UF: Or Tahiti, exactly. If you don’t enjoy making work, then it’s bad. It’s rough. Artwork is brutal for so many people. They let it happen to them, but it’s brutal. I like the idea of an artist as somebody who works. A lot of the artists I like share this understanding. Like Bruce Nauman. He always seems to have an understanding of what he does. He does work.

GB: They say a really popular, well-attended exhibition at a gallery or museum still in the end has a tiny audience. Does that bother you?

UF: No. I don’t mind. Things can be local.

GB: Would you have liked to have been in Max’s Kansas City back in the day?

UF: No way. [laughs] The great thing was they all fit in one place. Maybe they had a good time, a safer time. Now we have all these other things, all these other places, and it’s okay. Maybe it’s more boring now, but I’m not sure if it’s necessarily worse.

GB: Are you going to sell your works directly to auction?

UF: No, but I do think that’s interesting. It’s not an idea that just landed from outer space: Why not work with an auction house rather than a dealer? Maybe the auction house actually takes better care of your shit? Maybe it makes sure your stuff is nicely photographed and looks good?

GB: Did the Hirst sale really break taboos?

UF: I think it was taboo-breaking for dealers. Did you find any artists complaining who don’t already complain all day long about everything? No. But have you ever met a dealer who thought it was okay? Well, you maybe. It’s still the art world. It’s meant to be extreme. It’s supposed to stand for liberty or whatever but really it’s an extremely conservative environment. Why does everyone wear jeans? Because it’s practical. To say something is taboo-breaking is to assume you have a clear image of the quality of a dealer. But there are certain dealers who always work this way. There is really no difference to how they work and how an auction house works. What I think is more interesting is that the dealer can be a mediator between the world and the artist, someone who inspires and helps someone to see something differently. The dealer creates something.

GB: Do you think about a piece you make being around in 200 years or 2,000 years?
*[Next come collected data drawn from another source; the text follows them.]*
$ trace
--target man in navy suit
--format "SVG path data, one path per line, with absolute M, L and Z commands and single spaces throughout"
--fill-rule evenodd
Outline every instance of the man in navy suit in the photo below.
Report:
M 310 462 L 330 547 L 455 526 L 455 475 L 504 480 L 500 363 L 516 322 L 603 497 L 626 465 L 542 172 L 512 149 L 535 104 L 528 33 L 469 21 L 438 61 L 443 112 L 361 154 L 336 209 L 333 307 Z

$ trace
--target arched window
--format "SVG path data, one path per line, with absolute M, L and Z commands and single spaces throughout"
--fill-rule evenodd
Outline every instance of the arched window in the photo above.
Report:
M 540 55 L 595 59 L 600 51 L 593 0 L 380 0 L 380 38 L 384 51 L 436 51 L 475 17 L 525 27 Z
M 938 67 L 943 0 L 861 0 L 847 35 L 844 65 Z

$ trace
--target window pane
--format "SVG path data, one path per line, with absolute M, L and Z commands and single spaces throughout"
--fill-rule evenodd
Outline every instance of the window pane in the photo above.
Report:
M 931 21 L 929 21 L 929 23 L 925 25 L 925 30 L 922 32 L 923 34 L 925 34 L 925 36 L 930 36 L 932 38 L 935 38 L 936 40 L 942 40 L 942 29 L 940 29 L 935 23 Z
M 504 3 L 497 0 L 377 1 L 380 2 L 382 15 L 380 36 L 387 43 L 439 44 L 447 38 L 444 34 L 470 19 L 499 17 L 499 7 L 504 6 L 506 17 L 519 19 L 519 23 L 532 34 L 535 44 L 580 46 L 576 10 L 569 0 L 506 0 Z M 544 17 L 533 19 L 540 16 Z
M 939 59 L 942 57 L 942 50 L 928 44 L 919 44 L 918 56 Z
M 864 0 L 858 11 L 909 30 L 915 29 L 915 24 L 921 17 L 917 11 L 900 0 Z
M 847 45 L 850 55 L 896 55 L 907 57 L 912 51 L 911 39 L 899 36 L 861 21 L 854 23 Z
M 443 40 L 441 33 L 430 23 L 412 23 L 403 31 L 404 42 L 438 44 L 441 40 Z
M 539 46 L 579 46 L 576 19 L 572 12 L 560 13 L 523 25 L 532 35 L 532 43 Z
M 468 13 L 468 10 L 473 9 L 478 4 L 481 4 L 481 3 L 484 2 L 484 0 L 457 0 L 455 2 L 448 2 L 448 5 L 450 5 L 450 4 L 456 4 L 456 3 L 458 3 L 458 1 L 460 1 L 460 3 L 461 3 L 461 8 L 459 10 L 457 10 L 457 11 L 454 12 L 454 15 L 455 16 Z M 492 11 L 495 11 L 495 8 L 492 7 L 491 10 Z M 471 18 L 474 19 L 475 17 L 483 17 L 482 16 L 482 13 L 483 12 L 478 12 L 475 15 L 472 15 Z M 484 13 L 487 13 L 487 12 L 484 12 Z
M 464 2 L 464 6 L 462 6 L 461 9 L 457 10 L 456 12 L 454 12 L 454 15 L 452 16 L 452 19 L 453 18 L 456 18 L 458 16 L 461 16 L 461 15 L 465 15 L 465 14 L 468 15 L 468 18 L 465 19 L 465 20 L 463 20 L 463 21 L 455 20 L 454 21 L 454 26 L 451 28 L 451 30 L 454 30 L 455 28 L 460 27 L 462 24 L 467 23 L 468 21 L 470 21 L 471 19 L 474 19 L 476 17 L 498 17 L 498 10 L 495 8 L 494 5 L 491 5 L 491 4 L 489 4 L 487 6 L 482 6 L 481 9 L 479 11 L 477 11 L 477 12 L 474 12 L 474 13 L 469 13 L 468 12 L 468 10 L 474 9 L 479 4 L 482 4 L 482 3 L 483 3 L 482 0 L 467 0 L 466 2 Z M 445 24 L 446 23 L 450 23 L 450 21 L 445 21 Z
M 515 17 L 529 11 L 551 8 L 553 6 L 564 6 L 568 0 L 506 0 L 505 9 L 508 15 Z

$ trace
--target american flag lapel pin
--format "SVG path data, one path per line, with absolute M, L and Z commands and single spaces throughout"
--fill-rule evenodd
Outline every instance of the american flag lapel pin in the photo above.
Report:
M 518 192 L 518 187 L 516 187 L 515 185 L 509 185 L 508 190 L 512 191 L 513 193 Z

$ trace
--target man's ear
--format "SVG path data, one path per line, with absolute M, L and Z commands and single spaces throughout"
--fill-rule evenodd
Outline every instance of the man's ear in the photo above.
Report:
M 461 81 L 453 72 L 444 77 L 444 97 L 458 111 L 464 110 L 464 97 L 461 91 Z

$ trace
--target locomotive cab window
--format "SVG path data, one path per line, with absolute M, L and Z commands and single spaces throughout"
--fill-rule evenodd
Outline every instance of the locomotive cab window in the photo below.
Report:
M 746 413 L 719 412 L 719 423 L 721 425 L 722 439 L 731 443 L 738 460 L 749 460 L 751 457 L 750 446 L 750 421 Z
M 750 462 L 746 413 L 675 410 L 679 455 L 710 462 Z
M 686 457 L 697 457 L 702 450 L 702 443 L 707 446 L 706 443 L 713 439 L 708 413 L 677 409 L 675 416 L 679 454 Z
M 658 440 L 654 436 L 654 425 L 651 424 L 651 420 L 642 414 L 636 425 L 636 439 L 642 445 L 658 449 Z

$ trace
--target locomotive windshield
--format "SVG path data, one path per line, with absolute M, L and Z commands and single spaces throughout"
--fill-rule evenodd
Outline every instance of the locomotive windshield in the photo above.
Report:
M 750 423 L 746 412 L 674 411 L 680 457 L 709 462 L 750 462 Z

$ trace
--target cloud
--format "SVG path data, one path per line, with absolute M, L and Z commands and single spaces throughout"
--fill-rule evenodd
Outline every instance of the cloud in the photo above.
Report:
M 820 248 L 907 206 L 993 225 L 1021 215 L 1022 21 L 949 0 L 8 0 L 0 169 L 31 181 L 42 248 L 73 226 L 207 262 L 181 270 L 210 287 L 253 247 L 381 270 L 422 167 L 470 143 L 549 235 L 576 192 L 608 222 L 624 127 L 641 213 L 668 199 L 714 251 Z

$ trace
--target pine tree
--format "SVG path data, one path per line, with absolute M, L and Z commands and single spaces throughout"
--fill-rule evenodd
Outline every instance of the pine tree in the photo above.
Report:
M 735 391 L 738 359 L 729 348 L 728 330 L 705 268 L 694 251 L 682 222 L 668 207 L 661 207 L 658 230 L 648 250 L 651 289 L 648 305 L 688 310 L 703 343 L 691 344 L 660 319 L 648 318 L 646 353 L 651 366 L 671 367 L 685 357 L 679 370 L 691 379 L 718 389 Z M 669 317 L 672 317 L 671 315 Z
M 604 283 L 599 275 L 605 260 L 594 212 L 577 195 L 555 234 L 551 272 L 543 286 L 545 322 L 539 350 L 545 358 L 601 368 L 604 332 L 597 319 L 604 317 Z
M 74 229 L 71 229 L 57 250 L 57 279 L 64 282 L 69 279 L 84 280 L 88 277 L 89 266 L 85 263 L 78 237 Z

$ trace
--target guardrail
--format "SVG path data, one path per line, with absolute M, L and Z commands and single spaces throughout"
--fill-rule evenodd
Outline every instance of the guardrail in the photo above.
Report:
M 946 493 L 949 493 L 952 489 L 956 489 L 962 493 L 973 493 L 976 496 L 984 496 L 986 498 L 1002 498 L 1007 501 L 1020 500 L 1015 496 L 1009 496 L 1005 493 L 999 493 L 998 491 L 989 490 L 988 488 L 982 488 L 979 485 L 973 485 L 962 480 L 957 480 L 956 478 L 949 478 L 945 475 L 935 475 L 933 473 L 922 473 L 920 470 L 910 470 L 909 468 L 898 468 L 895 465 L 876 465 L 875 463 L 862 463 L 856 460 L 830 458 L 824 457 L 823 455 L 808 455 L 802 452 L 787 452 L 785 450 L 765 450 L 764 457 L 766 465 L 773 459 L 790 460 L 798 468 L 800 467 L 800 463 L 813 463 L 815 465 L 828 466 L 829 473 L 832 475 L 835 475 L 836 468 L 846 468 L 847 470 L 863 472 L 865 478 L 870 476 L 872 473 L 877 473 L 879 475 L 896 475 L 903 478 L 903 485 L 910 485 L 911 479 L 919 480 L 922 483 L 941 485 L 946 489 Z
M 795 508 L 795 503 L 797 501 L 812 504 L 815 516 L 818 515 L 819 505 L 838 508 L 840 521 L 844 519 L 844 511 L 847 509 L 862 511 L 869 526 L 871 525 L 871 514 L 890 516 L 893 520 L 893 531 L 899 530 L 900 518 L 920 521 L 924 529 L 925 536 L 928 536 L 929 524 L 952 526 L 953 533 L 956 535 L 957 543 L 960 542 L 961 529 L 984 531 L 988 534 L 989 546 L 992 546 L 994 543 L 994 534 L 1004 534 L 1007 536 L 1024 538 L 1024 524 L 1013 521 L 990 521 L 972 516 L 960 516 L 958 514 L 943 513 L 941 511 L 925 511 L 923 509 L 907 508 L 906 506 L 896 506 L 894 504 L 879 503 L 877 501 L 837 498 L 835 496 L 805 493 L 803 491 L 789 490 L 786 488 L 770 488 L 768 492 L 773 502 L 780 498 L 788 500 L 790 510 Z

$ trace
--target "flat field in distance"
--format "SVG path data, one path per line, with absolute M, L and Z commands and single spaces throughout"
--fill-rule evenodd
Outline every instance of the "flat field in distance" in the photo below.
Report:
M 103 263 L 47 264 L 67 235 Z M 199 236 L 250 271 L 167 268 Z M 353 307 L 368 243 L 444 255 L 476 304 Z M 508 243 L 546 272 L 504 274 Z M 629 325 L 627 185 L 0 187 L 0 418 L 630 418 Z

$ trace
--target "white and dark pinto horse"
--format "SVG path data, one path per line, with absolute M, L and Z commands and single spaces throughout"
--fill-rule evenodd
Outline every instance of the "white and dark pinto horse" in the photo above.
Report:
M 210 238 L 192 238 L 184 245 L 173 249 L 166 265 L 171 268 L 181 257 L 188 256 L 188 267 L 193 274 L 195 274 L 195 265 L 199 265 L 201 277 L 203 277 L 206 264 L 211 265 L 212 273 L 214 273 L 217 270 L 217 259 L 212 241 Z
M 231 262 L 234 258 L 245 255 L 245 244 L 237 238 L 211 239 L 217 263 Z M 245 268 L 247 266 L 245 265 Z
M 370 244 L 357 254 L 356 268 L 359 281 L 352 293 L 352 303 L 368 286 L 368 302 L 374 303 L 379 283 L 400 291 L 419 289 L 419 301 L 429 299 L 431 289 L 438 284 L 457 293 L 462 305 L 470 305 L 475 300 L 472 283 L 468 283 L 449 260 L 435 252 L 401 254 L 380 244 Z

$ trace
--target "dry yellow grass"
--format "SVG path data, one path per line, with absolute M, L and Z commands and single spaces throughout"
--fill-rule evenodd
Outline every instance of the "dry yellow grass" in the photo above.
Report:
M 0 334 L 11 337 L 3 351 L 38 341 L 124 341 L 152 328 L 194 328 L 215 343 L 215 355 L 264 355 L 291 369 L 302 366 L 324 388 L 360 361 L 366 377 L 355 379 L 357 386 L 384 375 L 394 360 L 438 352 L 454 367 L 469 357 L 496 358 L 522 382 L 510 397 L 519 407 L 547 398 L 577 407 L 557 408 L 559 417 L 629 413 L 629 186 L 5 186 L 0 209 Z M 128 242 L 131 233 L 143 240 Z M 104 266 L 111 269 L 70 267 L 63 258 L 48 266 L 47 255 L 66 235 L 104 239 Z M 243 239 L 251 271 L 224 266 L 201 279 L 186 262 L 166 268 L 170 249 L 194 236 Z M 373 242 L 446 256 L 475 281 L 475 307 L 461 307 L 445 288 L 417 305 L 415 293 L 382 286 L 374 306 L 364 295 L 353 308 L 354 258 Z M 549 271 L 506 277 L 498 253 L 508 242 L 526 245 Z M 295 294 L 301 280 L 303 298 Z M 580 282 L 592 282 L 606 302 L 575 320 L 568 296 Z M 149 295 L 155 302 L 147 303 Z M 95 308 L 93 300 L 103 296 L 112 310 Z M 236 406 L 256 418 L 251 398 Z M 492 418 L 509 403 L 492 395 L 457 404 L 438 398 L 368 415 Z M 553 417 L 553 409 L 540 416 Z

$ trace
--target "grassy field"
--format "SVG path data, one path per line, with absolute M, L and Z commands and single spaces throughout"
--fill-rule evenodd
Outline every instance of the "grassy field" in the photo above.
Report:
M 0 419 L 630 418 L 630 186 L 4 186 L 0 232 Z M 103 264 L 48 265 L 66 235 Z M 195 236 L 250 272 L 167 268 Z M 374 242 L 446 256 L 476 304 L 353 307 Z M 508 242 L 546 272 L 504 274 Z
UF: I could see the works just living in reproductions. The work lives on like fantasy. Some live even better as just an image.

GB: So what are you going to do in a year’s time, when it’s all melted down, every bank’s gone bust, and there are no more galleries or collectors?

UF: I think for art, it wouldn’t be bad, actually.

GB: Art presumably will go on?

UF: Art always goes on. It could use a makeover . . .

GB: A little clean out? A good colonic?

UF: There aren’t many spiritual values now in art.
GB: Do you ever worry about your footprint?

UF: Yeah. The whole art world is being filled with all these fairs and flying all that crap in crates all over the world in planes. Jesus.

GB: We’ve got a big footprint here, too.

UF: Then I think we’ve all got to become poets.